Presidente do Congresso e do Senado, Davi Alcolumbre (União Brasil-AP) | Divulgação/Waldemir Barreto/Agência Senado
Empresários de peso procuraram nas últimas horas o presidente do Senado, Davi Alcolumbre (União-AP), para negociar mudanças no relatório da PEC do fim da escala 6x1. A avaliação do setor é que não há mais espaço político para buscar alterações na Câmara, já que o próprio presidente da Casa, Hugo Motta (Republicanos-PB), costurou pessoalmente o substitutivo apresentado nesta segunda-feira (25).
O relatório de Léo Prates (Republicanos-BA) estabelece a adoção da jornada de 5 dias de trabalho para 2 de folga após 60 dias da promulgação da PEC, além da redução da jornada semanal de 44 para 42 horas. Após mais 12 meses, a jornada cairia para 40 horas semanais. Industriais e varejistas consideram a transição enxuta demais: querem mais tempo para adaptação e, no limite, compensações financeiras para as mudanças.

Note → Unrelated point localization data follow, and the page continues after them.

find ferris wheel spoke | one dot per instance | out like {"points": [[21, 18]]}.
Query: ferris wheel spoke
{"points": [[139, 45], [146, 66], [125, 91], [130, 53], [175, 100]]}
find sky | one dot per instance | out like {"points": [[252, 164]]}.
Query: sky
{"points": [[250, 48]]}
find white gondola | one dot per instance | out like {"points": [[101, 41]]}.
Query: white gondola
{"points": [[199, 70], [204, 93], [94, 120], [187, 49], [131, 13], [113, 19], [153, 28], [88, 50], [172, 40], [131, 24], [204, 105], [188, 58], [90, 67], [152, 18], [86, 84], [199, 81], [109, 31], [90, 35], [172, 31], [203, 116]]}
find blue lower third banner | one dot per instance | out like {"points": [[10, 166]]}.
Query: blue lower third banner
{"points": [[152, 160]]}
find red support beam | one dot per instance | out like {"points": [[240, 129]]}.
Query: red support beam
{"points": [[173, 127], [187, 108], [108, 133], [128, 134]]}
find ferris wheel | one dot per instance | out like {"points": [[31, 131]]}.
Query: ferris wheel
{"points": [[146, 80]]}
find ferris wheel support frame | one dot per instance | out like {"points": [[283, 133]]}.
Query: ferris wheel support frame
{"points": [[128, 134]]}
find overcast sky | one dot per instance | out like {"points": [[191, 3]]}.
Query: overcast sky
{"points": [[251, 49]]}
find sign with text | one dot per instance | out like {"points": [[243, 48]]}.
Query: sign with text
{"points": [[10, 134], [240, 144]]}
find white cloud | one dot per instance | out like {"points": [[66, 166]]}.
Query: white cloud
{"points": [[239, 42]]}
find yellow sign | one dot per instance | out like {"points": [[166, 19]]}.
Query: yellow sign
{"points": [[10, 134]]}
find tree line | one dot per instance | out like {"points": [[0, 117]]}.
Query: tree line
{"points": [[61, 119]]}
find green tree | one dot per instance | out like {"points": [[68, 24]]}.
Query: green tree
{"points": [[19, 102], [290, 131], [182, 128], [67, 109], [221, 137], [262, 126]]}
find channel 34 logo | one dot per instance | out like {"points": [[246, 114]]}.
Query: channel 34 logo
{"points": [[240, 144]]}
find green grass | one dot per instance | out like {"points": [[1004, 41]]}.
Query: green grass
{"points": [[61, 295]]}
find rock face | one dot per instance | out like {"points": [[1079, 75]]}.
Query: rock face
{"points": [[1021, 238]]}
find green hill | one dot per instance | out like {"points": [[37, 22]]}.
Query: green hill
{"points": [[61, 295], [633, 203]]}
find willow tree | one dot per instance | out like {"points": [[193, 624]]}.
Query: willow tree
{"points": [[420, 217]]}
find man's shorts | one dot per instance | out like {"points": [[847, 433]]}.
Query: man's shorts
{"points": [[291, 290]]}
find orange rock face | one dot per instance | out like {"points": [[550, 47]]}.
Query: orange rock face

De acordo com fontes, o presidente da Federação das Indústrias do Estado de São Paulo (Fiesp), Paulo Skaf, terá uma audiência nesta terça-feira (25), às 15 horas, com Davi Alcolumbre e vai apresentar os argumentos do setor. Outros senadores considerados estratégicos serão procurados pelos empresários.
Nos bastidores, o rompimento entre o presidente do Senado e o presidente Luiz Inácio Lula da Silva (PT), desde a derrota envolvendo a indicação de Jorge Messias para o Supremo Tribunal Federal (STF), é considerado uma “janela de oportunidade” para enfraquecer a articulação do governo no Senado pelo fim da escala 6x1.
Em tese, Alcolumbre poderia atrasar a tramitação do texto ou, ainda, indicar um relator sensível às demandas do empresariado. Articuladores políticos do Palácio do Planalto minimizam essa possibilidade e contam com a pressão política do ano eleitoral sobre o presidente do Congresso e seus aliados diretos na Casa.